Interrogé sur ce désarmement, M. Hiwa, a assuré que "les négociations n'ont pas encore débutées" -malgré des "contacts" et des "discussions" à la prison d'Imrali.
"Ces questions seront abordées lors des négociations (de M. Öcalan) avec les responsables de l'Etat turc", a souligné M. Hiwa, porte-parole de l'Union des communautés du Kurdistan (KCK), qui chapeaute le PKK.
Si l'incertitude règne sur le sort réservé aux combattants du mouvement qui espèrent une amnistie, des médias turcs ont récemment indiqué que des cadres pourraient être contraints à l'exil dans des pays tiers, citant la Norvège ou l'Afrique du Sud, tandis que d'autres devraient rester dans le nord de l'Irak.
"Si l'Etat turc veut sincèrement et sérieusement faire la paix, il devrait procéder aux amendements législatifs nécessaires pour que les membres du PKK soient intégrés à une société démocratique", a plaidé M. Hiwa.
"L'exil contrevient à la paix et à toute solution démocratique", a-t-il ajouté. "Une vraie paix nécessite l'intégration, non l'exil".
Il a par ailleurs déploré le manque de garanties et de mesures offertes par Ankara pour faciliter la paix. "La Turquie n'a pas cessé ses opérations militaires" dans le nord de l'Irak. "A ce jour des bombardements et tirs d'artillerie continuent de viser nos positions."
- "Implications positives" -
Depuis des années, le combat opposant l'armée d'Ankara au PKK empiète sur les territoires des voisins de la Turquie, l'Irak mais aussi la Syrie.
Ankara a lancé plusieurs offensives dans le nord-est de la Syrie contre les Forces démocratiques syriennes (FDS), coalition dominée par des combattants kurdes alliés aux occidentaux et engagés dans la lutte contre les jihadistes.
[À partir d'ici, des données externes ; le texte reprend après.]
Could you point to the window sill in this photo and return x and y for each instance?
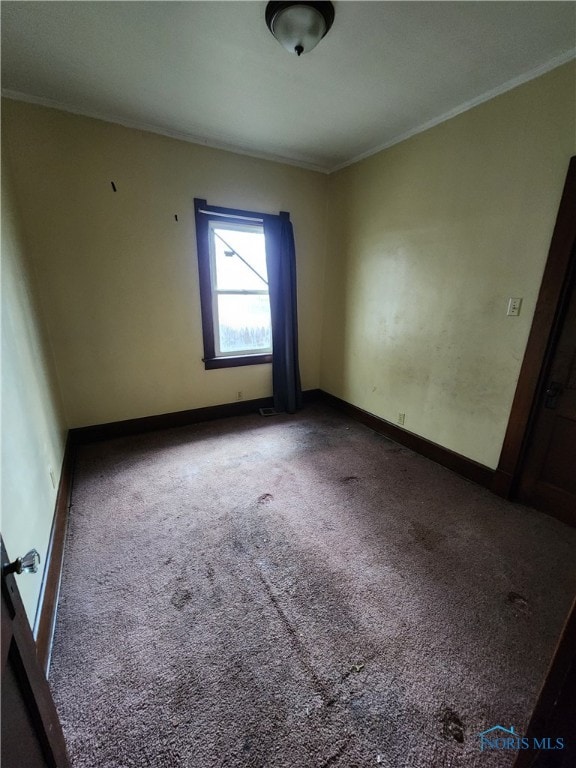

Mais considérés par Ankara comme une extension du PKK.
Dans une Syrie morcelée par la guerre, le tout nouveau pouvoir de Damas a initié un houleux processus de négociations avec les FDS en vue de leur réintégration dans l'appareil étatique.
"Nous n'intervenons pas dans les affaires concernant les FDS", a diplomatiquement assuré M. Hiwa.
Tout en soulignant que le processus en cours entre le PKK et la Turquie aurait "des implications positives" pour "résoudre la question kurde" ailleurs dans la région.
Les informations ci-dessus de l'AFP n'engagent pas la responsabilité de l'Institut kurde de Paris.